Quizás por ello, Cardoso no logró que un protegido suyo, el hoy canciller José Serra, quedara de presidente. El vencedor fue su antiguo rival: Lula da Silva, cuya llegada al poder fue histórica. Poco a poco, gracias a su carisma y a sus aciertos políticos, Lula se convirtió en todopoderoso. Hasta el punto de ser reelegido pese a un escándalo de corrupción que por poco acaba con su partido, el de los Trabajadores.

Precisamente fue este escándalo de corrupción el que llevó a la salida de quien hasta ese entonces era el ministro estrella de Lula da Silva: su jefe de gabinete, José Dirceu. Lo reemplazó la entonces ministra de Minas y Energía, Dilma Rousseff. Para muchos de sus copartidarios, Lula no sólo había elegido a una nueva jefa de gabinete, había elegido a su sucesora.

Y así fue: el 1º de enero de 2011, con la promesa de seguir con las políticas con las que Lula da Silva había sacado de la pobreza a 28 millones de brasileños, y venciendo a José Serra, Rousseff se convirtió en la primera presidenta de Brasil. Y como su antecesor, fue reelecta, en 2014.

Pero dicen que las segundas partes no son buenas, y a Rousseff su segundo período le llegó con un escándalo de corrupción, al conocerse la existencia de una presunta red de lavado de activos y enriquecimiento ilícito, conformada, de acuerdo con la justicia brasileña, por miembros tanto del oficialismo como de la oposición.

Este expediente, conocido como el caso Petrobras, fue el inicio de una crisis de la que Brasil no sale. Fue en estas condiciones que, en diciembre de 2015, la Cámara de Diputados decidió investigar a Rousseff por, supuestamente, maquillar balances. El anuncio lo hizo el entonces presidente de esa entidad, Eduardo Cunha, uno de los tantos mencionados en el caso Petrobras.

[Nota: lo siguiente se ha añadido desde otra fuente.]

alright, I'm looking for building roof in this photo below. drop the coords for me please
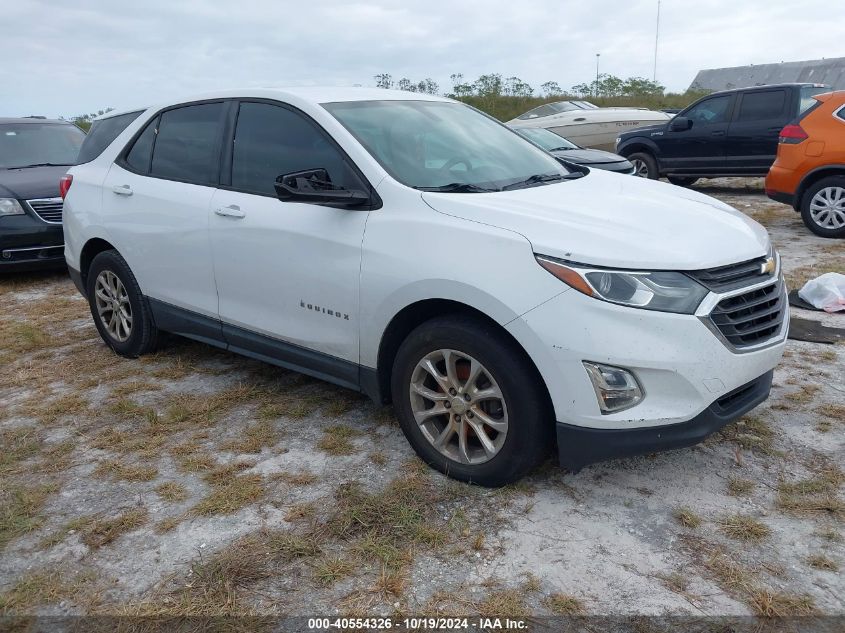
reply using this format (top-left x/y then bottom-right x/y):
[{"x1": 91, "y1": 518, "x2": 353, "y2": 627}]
[{"x1": 689, "y1": 57, "x2": 845, "y2": 92}]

Y entonces, si París fue una fiesta, Brasil fue un circo: el proceso tuvo de todo: desde acusaciones mutuas entre el oficialismo y la oposición, hasta audiencias en las que congresistas investigados por corrupción invocaron a Dios para votar por la destitución de Rousseff.

Y en las calles de Río de Janeiro y São Paulo millones de brasileños marcharon a favor o en contra. Pero todos estupefactos al ver en lo que se había convertido la democracia brasileña. Y ahora llega la destitución de Rousseff con más preguntas que respuestas, como si 31 años de democracia hubieran sido un espejismo.